MEGA: Bristol Police

A month after graduating high school, a woman met her mother and then headed to the bank to get money to buy a vehicle. The grad told her mom she’d pick her up later.

The teen never made it and was found dead in a tire left in a Rhode Island pond.

Today, police have yet to solve her killing that is now a cold case.

On July 19, 1988, Lauren Morris left Bristol, Rhode Island, on a bus to meet her mom in Providence, Rhode Island, to borrow a vehicle, according to Bristol police.

She was last seen at a bank on Francis Street in Providence, where she withdrew cash for a down payment on a vehicle she was going to buy that same day, police said. Morris was supposed to return home later but never made it.

Her vehicle was found abandoned on Route 10 hours later, and Morris was found dead in the nearby pond, police said.

There have been no arrests in the killing. Today, more than 30 years later, it’s now a cold case. Anyone with information is asked to contact authorities at (877) 747-6583.
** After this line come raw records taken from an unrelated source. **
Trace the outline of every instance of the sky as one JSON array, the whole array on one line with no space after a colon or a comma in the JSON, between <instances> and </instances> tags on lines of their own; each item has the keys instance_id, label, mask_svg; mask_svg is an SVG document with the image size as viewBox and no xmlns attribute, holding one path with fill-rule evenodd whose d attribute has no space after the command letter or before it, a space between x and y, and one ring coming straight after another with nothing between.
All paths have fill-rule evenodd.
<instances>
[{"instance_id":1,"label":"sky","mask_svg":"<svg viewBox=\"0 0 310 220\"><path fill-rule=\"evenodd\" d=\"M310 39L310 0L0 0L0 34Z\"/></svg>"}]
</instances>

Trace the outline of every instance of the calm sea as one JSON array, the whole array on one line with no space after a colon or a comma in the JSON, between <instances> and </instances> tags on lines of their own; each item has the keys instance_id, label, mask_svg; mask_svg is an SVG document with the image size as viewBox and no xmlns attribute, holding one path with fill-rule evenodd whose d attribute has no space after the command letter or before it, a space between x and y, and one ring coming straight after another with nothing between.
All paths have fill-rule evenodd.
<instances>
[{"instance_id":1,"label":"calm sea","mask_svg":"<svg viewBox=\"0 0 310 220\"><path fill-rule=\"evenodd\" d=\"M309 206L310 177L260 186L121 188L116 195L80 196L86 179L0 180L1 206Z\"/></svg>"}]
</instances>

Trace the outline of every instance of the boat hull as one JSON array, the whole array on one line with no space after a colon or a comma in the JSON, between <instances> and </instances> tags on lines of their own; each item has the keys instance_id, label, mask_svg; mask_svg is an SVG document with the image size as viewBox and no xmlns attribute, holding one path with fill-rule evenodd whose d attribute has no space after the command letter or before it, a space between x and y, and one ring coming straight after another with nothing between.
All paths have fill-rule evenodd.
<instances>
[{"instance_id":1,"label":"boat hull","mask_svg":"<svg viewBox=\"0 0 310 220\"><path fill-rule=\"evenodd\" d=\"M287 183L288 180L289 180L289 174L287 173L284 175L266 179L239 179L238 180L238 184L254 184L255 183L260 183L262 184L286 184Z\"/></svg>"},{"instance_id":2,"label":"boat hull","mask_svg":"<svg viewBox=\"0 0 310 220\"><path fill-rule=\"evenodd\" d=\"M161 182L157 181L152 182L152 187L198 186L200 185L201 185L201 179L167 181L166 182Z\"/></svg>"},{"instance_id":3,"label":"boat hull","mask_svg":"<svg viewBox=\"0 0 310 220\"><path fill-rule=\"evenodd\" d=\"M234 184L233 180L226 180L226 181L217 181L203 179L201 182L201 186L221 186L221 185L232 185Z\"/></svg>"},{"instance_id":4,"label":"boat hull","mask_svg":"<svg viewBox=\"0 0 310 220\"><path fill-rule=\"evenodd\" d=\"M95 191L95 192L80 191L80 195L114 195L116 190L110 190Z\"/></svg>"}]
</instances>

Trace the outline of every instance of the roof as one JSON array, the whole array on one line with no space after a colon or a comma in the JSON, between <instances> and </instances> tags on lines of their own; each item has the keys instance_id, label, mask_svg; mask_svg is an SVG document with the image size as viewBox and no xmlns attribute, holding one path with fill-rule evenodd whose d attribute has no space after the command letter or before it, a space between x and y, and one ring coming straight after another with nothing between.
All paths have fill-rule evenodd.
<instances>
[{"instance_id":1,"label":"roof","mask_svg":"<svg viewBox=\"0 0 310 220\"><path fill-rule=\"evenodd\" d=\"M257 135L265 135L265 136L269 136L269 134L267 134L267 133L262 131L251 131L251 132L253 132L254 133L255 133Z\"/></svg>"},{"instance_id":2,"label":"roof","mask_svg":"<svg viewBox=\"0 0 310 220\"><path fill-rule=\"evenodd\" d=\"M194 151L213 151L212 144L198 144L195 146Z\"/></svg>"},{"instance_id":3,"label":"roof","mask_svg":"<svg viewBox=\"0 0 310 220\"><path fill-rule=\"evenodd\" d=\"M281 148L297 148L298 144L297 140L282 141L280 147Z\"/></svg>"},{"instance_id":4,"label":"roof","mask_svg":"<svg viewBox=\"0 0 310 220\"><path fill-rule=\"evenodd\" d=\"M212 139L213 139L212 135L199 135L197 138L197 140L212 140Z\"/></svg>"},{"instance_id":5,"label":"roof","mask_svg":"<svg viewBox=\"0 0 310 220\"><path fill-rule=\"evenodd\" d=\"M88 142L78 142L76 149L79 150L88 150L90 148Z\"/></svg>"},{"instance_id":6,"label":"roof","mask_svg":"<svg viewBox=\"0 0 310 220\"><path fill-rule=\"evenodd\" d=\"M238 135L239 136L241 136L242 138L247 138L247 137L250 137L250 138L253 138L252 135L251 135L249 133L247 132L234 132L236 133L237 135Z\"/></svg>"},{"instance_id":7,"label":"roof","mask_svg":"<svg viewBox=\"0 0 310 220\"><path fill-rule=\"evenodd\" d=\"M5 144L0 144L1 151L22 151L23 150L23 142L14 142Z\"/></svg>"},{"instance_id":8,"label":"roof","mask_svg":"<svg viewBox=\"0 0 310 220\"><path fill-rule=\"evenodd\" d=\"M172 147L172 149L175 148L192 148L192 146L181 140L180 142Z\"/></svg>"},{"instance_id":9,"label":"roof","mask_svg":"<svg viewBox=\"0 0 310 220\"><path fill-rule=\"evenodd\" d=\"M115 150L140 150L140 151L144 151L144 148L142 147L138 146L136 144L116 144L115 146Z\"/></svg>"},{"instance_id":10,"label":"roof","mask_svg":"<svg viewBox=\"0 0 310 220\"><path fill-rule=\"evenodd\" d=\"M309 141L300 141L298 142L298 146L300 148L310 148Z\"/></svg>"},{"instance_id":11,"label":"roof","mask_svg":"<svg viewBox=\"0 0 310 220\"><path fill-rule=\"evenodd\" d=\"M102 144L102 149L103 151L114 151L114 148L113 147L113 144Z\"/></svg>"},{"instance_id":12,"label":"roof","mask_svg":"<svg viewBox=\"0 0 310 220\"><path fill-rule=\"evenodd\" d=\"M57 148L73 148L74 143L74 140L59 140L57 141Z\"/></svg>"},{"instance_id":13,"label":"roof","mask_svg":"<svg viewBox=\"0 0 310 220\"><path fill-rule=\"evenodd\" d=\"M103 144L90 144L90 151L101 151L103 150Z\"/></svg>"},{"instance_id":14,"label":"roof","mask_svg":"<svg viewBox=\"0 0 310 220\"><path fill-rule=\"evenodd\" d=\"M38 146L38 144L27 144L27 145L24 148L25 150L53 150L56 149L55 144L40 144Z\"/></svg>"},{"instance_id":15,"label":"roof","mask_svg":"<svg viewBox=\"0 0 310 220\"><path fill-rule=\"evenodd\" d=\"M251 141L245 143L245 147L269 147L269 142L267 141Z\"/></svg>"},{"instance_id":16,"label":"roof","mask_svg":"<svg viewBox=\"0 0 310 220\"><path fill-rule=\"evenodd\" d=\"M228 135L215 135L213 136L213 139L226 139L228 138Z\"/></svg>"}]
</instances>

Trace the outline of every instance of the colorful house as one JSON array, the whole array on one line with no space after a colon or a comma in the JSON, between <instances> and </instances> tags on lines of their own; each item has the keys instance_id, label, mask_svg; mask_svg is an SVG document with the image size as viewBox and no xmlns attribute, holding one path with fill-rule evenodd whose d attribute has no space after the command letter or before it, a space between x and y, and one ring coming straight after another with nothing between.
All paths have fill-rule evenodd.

An article in the Bristol Phoenix after her murder shed more light on the details of the night.

As Morris left for the bank, she told her mom she would pick her up at 4 p.m. Her mom took a bus home when she never showed. Around midnight, the mom filed a missing person report with the police, according to the report.

“Mrs. Morris told me that her daughter had never done anything like this before,” then-Police Chief Thomas Moffatt told the newspaper. “She said her daughter would always call if she was going to be late.”

Police found the vehicle abandoned and Morris’ purse was still in the backseat.

A motive has never been released, though Morris was found partially clothed in the pond.

A month before her death, Morris graduated from Bristol High School, where officials described her as an above-average student with a pleasant personality, according to the Phoenix.

In her yearbook, Morris wrote what would become an ominous last will— never knowing soon after graduation it would be her final testament.

“I, Lauren Morris, leave to my sister, Patrice Morris, my attitude toward life, and to all my teachers my patience for another Morris,” Lauren wrote, according to the report. “I dared to be different. I dared to be me.”